Weather has been a bit wacky around here the past few weeks. Flooding, tornadoes, then more flooding, and then more tornadoes. And as of this writing there might be a frost tonight. But the benefit of all the rain is that the waterfalls are running full-tilt, so I've been trying to find a good time to make a run up to the Ozarks for some waterfall pictures.
The other week it rained just about every day. The downside of this is that I had to work, so I looked forward to the weekend when I could try to make it out there. I tried to make some plans to head up to the Ozarks, trying to hit a few waterfalls around Boxley Valley on Saturday. I tuned into the news on Friday night and saw, to my horror, that the weather was going to be sunny. This was bad news for waterfall pictures, since you want cloudy weather. But it was also good news for the people here in Little Rock, since it gave them some nice weather to clean up from the tornadoes the day before.
I cursed the sun for wanting to break out, then tried to decide if I should head out anyways. I woke up the next morning, and saw that it was still cloudy outside! Yay! I grabbed my camera gear and ran out to the car. As I drove west the clouds began to break up, but it was still mostly cloudy. I thought that if the clouds hung around a bit more I might be able to salvage some waterfalls out of the day. It was cloudy until I hit Russellville and started driving up Highway 7. As soon as I headed north, all the clouds vanished, as if by magic. I was a bit annoyed, and considered turning around. I'm glad I didn't, since Boxley Valley is a great place no matter what the weather.
My first stop was to visit Steel Creek, which is one of the best spots on the river. I was there around noon, so the light was harsh. But it was still quite scenic. The river was running high, and it was amazing to see some of the damage from the recent floods. This is a view looking in at where Steel Creek flows into the Buffalo River.
I hiked on a little trail that follows Steel Creek, which was also next to the horse stables there.
I wondered what they did with the horses when it flooded. Where I stood to get this shot, there was debris in a tree a good eight feet above me. It must have been really crazy in this valley when the river flooded.
There are some awesome bluffs at Steel Creek, and I went by the campground to see what they looked life from there. I was really surprised to see a large waterfall running down from the bluff.
This isn't all that great of a shot, since it was taken in direct sunlight. But the falls were awesome. According to one of his picture books, Tim Ernst said that "This towering waterfall only comes alive when there is a big flood, and then it becomes one of the tallest waterfalls in the state."

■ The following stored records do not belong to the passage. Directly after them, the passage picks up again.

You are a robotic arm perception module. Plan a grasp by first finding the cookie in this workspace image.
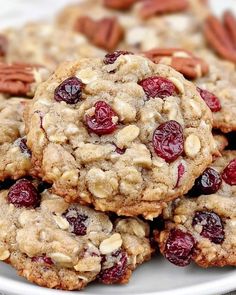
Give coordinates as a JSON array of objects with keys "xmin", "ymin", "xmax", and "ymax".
[
  {"xmin": 0, "ymin": 98, "xmax": 31, "ymax": 181},
  {"xmin": 195, "ymin": 50, "xmax": 236, "ymax": 133},
  {"xmin": 156, "ymin": 151, "xmax": 236, "ymax": 267},
  {"xmin": 57, "ymin": 0, "xmax": 209, "ymax": 52},
  {"xmin": 0, "ymin": 59, "xmax": 49, "ymax": 98},
  {"xmin": 213, "ymin": 133, "xmax": 229, "ymax": 152},
  {"xmin": 148, "ymin": 48, "xmax": 236, "ymax": 133},
  {"xmin": 0, "ymin": 179, "xmax": 152, "ymax": 290},
  {"xmin": 204, "ymin": 10, "xmax": 236, "ymax": 63},
  {"xmin": 0, "ymin": 22, "xmax": 104, "ymax": 70},
  {"xmin": 26, "ymin": 52, "xmax": 215, "ymax": 218}
]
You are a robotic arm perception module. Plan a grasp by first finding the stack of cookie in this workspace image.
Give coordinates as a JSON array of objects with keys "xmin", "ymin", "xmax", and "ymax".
[{"xmin": 0, "ymin": 0, "xmax": 236, "ymax": 290}]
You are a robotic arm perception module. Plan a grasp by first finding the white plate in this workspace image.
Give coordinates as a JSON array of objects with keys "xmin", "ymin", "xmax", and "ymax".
[{"xmin": 0, "ymin": 0, "xmax": 236, "ymax": 295}]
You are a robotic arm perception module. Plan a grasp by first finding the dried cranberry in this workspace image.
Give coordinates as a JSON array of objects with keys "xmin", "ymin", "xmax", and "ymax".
[
  {"xmin": 8, "ymin": 179, "xmax": 40, "ymax": 208},
  {"xmin": 197, "ymin": 87, "xmax": 221, "ymax": 112},
  {"xmin": 17, "ymin": 138, "xmax": 31, "ymax": 156},
  {"xmin": 99, "ymin": 250, "xmax": 127, "ymax": 284},
  {"xmin": 115, "ymin": 147, "xmax": 126, "ymax": 155},
  {"xmin": 63, "ymin": 208, "xmax": 88, "ymax": 236},
  {"xmin": 54, "ymin": 77, "xmax": 84, "ymax": 104},
  {"xmin": 222, "ymin": 159, "xmax": 236, "ymax": 185},
  {"xmin": 0, "ymin": 35, "xmax": 8, "ymax": 56},
  {"xmin": 0, "ymin": 179, "xmax": 15, "ymax": 190},
  {"xmin": 139, "ymin": 76, "xmax": 177, "ymax": 98},
  {"xmin": 152, "ymin": 120, "xmax": 184, "ymax": 162},
  {"xmin": 86, "ymin": 101, "xmax": 117, "ymax": 135},
  {"xmin": 192, "ymin": 168, "xmax": 222, "ymax": 195},
  {"xmin": 175, "ymin": 163, "xmax": 185, "ymax": 187},
  {"xmin": 192, "ymin": 211, "xmax": 225, "ymax": 244},
  {"xmin": 31, "ymin": 255, "xmax": 54, "ymax": 265},
  {"xmin": 164, "ymin": 229, "xmax": 195, "ymax": 266},
  {"xmin": 38, "ymin": 181, "xmax": 52, "ymax": 193},
  {"xmin": 103, "ymin": 50, "xmax": 133, "ymax": 65}
]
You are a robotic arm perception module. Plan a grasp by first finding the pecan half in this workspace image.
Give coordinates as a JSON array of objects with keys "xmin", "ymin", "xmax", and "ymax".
[
  {"xmin": 0, "ymin": 63, "xmax": 38, "ymax": 96},
  {"xmin": 144, "ymin": 48, "xmax": 209, "ymax": 79},
  {"xmin": 204, "ymin": 11, "xmax": 236, "ymax": 62},
  {"xmin": 104, "ymin": 0, "xmax": 138, "ymax": 10},
  {"xmin": 140, "ymin": 0, "xmax": 189, "ymax": 18},
  {"xmin": 75, "ymin": 16, "xmax": 123, "ymax": 51},
  {"xmin": 0, "ymin": 35, "xmax": 8, "ymax": 56}
]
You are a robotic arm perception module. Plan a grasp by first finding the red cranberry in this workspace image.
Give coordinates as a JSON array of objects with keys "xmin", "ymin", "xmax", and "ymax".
[
  {"xmin": 175, "ymin": 163, "xmax": 185, "ymax": 188},
  {"xmin": 63, "ymin": 208, "xmax": 88, "ymax": 236},
  {"xmin": 103, "ymin": 50, "xmax": 133, "ymax": 65},
  {"xmin": 193, "ymin": 168, "xmax": 222, "ymax": 195},
  {"xmin": 99, "ymin": 250, "xmax": 127, "ymax": 284},
  {"xmin": 31, "ymin": 255, "xmax": 54, "ymax": 265},
  {"xmin": 0, "ymin": 35, "xmax": 8, "ymax": 56},
  {"xmin": 17, "ymin": 138, "xmax": 31, "ymax": 156},
  {"xmin": 139, "ymin": 76, "xmax": 177, "ymax": 98},
  {"xmin": 8, "ymin": 179, "xmax": 40, "ymax": 208},
  {"xmin": 197, "ymin": 87, "xmax": 221, "ymax": 113},
  {"xmin": 54, "ymin": 77, "xmax": 84, "ymax": 104},
  {"xmin": 86, "ymin": 101, "xmax": 117, "ymax": 135},
  {"xmin": 0, "ymin": 179, "xmax": 15, "ymax": 190},
  {"xmin": 192, "ymin": 211, "xmax": 225, "ymax": 244},
  {"xmin": 164, "ymin": 229, "xmax": 195, "ymax": 266},
  {"xmin": 38, "ymin": 181, "xmax": 52, "ymax": 193},
  {"xmin": 222, "ymin": 159, "xmax": 236, "ymax": 185},
  {"xmin": 152, "ymin": 120, "xmax": 184, "ymax": 162}
]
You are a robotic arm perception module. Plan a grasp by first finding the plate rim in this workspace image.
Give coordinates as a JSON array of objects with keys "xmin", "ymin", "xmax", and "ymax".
[{"xmin": 0, "ymin": 270, "xmax": 236, "ymax": 295}]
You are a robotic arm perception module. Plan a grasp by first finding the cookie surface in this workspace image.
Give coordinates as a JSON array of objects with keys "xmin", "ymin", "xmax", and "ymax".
[
  {"xmin": 26, "ymin": 54, "xmax": 215, "ymax": 218},
  {"xmin": 58, "ymin": 0, "xmax": 208, "ymax": 52},
  {"xmin": 0, "ymin": 179, "xmax": 152, "ymax": 290},
  {"xmin": 195, "ymin": 50, "xmax": 236, "ymax": 133},
  {"xmin": 0, "ymin": 98, "xmax": 31, "ymax": 181},
  {"xmin": 157, "ymin": 151, "xmax": 236, "ymax": 267},
  {"xmin": 2, "ymin": 22, "xmax": 104, "ymax": 70}
]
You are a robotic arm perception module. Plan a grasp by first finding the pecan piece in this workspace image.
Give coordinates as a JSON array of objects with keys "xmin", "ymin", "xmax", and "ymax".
[
  {"xmin": 104, "ymin": 0, "xmax": 138, "ymax": 10},
  {"xmin": 75, "ymin": 16, "xmax": 123, "ymax": 51},
  {"xmin": 144, "ymin": 48, "xmax": 209, "ymax": 79},
  {"xmin": 140, "ymin": 0, "xmax": 188, "ymax": 18},
  {"xmin": 204, "ymin": 11, "xmax": 236, "ymax": 62},
  {"xmin": 0, "ymin": 63, "xmax": 37, "ymax": 96},
  {"xmin": 0, "ymin": 35, "xmax": 8, "ymax": 56}
]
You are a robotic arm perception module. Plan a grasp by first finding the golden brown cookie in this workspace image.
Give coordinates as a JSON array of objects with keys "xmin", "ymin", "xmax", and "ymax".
[
  {"xmin": 26, "ymin": 52, "xmax": 215, "ymax": 218},
  {"xmin": 0, "ymin": 179, "xmax": 152, "ymax": 290}
]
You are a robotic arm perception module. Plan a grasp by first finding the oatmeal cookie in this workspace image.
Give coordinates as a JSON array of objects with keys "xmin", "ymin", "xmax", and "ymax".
[
  {"xmin": 213, "ymin": 133, "xmax": 229, "ymax": 152},
  {"xmin": 0, "ymin": 179, "xmax": 152, "ymax": 290},
  {"xmin": 195, "ymin": 50, "xmax": 236, "ymax": 133},
  {"xmin": 0, "ymin": 97, "xmax": 31, "ymax": 181},
  {"xmin": 156, "ymin": 151, "xmax": 236, "ymax": 267},
  {"xmin": 57, "ymin": 0, "xmax": 209, "ymax": 52},
  {"xmin": 148, "ymin": 48, "xmax": 236, "ymax": 133},
  {"xmin": 0, "ymin": 62, "xmax": 49, "ymax": 98},
  {"xmin": 26, "ymin": 52, "xmax": 215, "ymax": 218},
  {"xmin": 0, "ymin": 22, "xmax": 104, "ymax": 70}
]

From there I headed on towards Boxley Valley. The first stop was the low-water bridge at Ponca. I went across the bridge to an old homestead site, featuring a barn and an old house dating from the late 1800's. Here are a few shots of the old barn:
And here is a shot of the Buffalo River from the low-water bridge at Ponca. It's hard to believe that a few days before the river was running 10-15 feet above where I stood...
There were a lot of people kayaking the river, and it would have been a good day for it.
My original plans for the day including hiking down to a neat waterfall, but since it was sunny I decided to skip that and spent my time looking around Boxley Valley. That would actually turn out to be a good idea, turns out the dirt road leading to the waterfall was washed out from all the rain a few days before.
One place I had seen pictures of in Boxley was an old springhouse, which has a cascade of water flowing beside it after heavy rains. Apparently the springhouse is right on the side of the road, but I had managed to miss it everytime I had been to Boxley. I got some directions on where to find it, but managed to drive by it several times before finally seeing it tucked back in the trees. There wasn't much water flowing past it when I was there, but it is a neat old building.
With it being sunny I decided to wait until it began to get dark, and then try to get a few waterfall shots. To pass the time I went to one of my favorite trails in the state, Lost Valley. I took the tripod along with me, even if I didn't think I could get any good waterfalls shots with it being sunny.
The trail is wonderful, there were flowers blooming along the trail and the creek was filled with water. I reached the "natural bridge," with its neat waterfall. But it was in full sun and none of the pictures turned out. There was a new bizarre feature along the trail, and all the hikers were laughing at it. For some odd reason, a large bra was hanging from a tree along the trail. I didn't stop to get a shot of it, but now I wish I did. It was so amazingly random.
I continued on the trail, finally making it to Eden Falls. Then I was amazed to see that the falls were running quite well, and they were in shadow. Yes! I hurried down there and started taking a lot of pictures.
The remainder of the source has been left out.